C’est pour honorer la mémoire de Gerard Mortier, né à Gand d’une famille de boulangers, qu’un Prix portant le nom d’un des plus audacieux directeurs d’opéra des dernières décennies a été créé. Il récompense, tous les deux ans, un jeune artiste qui contribue à renouveler le théâtre musical, poursuivant l’héritage légué par Mortier. Au-delà du retour à la ville natale, on ne pouvait imaginer lieu plus opportun que l’Opéra des Flandres, l’une des institutions les plus innovantes, sinon avant-gardistes, de la scène européenne, pour couronner le premier lauréat, Krystian Lada, juste avant la première gantoise de la nouvelle production des Pêcheurs de perles, confié à un collectif qui n’avait pas encore approché le genre lyrique.

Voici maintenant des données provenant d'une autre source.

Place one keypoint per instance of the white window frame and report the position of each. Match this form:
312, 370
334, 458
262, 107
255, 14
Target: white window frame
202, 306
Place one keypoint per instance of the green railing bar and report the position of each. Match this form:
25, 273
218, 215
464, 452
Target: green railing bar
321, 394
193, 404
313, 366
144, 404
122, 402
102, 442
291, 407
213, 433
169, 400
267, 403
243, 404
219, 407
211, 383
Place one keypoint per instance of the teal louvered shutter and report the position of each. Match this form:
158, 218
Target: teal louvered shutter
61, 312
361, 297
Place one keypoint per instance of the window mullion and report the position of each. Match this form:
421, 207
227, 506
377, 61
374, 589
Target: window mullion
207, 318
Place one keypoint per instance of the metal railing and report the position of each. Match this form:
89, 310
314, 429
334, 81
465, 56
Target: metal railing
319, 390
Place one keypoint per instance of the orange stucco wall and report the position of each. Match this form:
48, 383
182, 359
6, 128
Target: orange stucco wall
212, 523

Le travail des quatre membres de FC Bergman, Stef Aerts, Marie Vinck, Thomas Verstraeten et Joé Agemans, prend le parti de ne pas céder à l’exotisme passablement daté de l’ouvrage de Bizet, avec un livret marqué par le colonialisme de l’époque. De Ceylan et de la mer ne subsistent, dans le décor rotatif, qu’une immense vague sculptée et quelques figurants immobilisés, au milieu d’une maison de retraite. Tenant compte sans doute de l’allongement de l’espérance de vie, le délai des retrouvailles de Zurga et Nadir, amis de jeunesse, a été étiré jusqu’au seuil de la trépas, dans l’un de ces mouroirs pour le troisième âge où il ne reste que les souvenirs. Le caractère grabataire des personnages s’avère très appuyé dans les premiers tableaux, avec des volontés comiques qui s’abîment parfois dans le ridicule – dans l’arrivée de Leila, grand-mère avec foulard et lunettes noires sur une chaise à porteur, les pensionnaires rejouent un rituel religieux sur un mode de patronage.
L’exotisme à l’heure du troisième âge
Au gré des rotations du dispositif et de l’avancée de l’intrigue, les protagonistes rajeunissent progressivement, jusqu’à la fuite de Leïla et Nadir, qui peuvent ainsi accomplir leur idylle comme à l’adolescence retrouvée. Si les déambulations nues et chorégraphiques des doubles juvéniles des amants, Bianca Zueneli et Jan Deboom, relèvent passablement de l’anecdote, elle ne distraient pas complètement de la cure de jouvence où se révèle la prêtresse, en enlevant les bandages et accessoires qui la grimaient – un des moments forts de la soirée. Surtout, au-delà d’un point de départ dramaturgique iconoclaste, mais efficace, le resserrement du spectacle, sans entracte, profite à une œuvre bien plus forte quand on la libère de son voile de pacotille littérale.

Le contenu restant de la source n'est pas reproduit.